Pensez-vous que cela peut fonctionner? Elle est intermittent du spectacle et avait souvent des offres dans notre ville, fait pour lequel elle a prit ce deuxième logement. Elle a cumulé des missions dans les deux villes (à l'autre bout de la France).
De plus son revenu fiscal de référence est sous le seuil qui ne permet plus de recevoir des abattements. Est-ce quelque chose qui peut aussi pencher en notre faveur?

Sinon, je monte un dossier attestant (avec pièces justificatives)
- le statut étudiant du colocataire + le rattachement au foyer fiscal de ses parents
- le fait que j'habitais et travaillait au Canada tout au long de 2019 (déclaration d'impôts)
- que je n'ai pas eu beaucoup de fonds cette année (ma demande de RSA en mai 2020 et mon attestation pour Novembre 2020 où j'ai également eu des aides)
- j'ai demandé à la colocataire de fournir des preuves pour son travail dans les deux villes et de son statut
- je dit avoir manqué au devoir de déclarer mes revenus inexistants en France en 2019, habitant à l'étranger (une sorte de mea culpa)

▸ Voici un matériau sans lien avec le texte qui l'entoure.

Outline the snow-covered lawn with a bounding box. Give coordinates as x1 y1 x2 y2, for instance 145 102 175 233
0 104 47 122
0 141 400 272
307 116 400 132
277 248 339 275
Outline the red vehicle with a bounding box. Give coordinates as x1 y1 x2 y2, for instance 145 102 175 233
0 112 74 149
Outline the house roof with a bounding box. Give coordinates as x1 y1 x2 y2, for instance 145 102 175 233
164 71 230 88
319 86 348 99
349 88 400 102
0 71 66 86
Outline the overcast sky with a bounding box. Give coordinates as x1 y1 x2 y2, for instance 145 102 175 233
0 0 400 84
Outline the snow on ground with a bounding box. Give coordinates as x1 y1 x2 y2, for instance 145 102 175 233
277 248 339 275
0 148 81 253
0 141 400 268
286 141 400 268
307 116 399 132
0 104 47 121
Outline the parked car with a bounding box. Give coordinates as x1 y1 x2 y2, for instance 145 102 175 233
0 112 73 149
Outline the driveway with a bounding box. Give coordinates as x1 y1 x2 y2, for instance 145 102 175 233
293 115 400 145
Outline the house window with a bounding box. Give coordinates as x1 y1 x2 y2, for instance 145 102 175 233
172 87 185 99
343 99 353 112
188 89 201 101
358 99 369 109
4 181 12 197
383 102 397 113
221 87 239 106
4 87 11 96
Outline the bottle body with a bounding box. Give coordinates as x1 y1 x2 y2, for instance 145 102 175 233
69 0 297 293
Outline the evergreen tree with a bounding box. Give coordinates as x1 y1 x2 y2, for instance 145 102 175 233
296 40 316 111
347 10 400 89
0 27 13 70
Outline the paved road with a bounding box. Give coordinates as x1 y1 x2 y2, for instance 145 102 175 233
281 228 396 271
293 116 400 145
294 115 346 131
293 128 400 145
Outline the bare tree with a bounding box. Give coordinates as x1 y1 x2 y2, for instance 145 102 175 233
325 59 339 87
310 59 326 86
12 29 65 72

Je voulais demander un sursis également, mais j'ai peur que l'allègement ne passe pas et qu'on se retrouve à payer 10% de plus par la suite.


Merci beaucoup en tout cas, vos réponses m'apportent pas mal d'informations qui me font avancer.
J'ai voulu déclarer mes revenus inexistants de 2019, mais sur mon compte particulier je n'ai que l'option "correction de revenus" qui n'est pas possible dans mon cas puisque je n'ai pas fait de déclaration. Un autre moyen d'y procéder?

Je n'ose pas trop sortir la carte de difficulté de paiement puisque j'ai encore un peu d'argent sur mon assurance vie. En soit moi je pourrai payer pour le 15 Décembre et m'en sortir à peu près avec ce qu'il me reste, même si ça serait pas la joie. Mais les deux autres se disent incapables de payer la somme qui leur est répartie selon mon calcul. Mais hors de question que je me retrouve à avancer une somme que rien ne me garanti de retrouver par la suite. J'ai suggéré de leur demander le prêt d'un proche... pour ne pas risquer les 10% de plus si notre réclamation est refusée.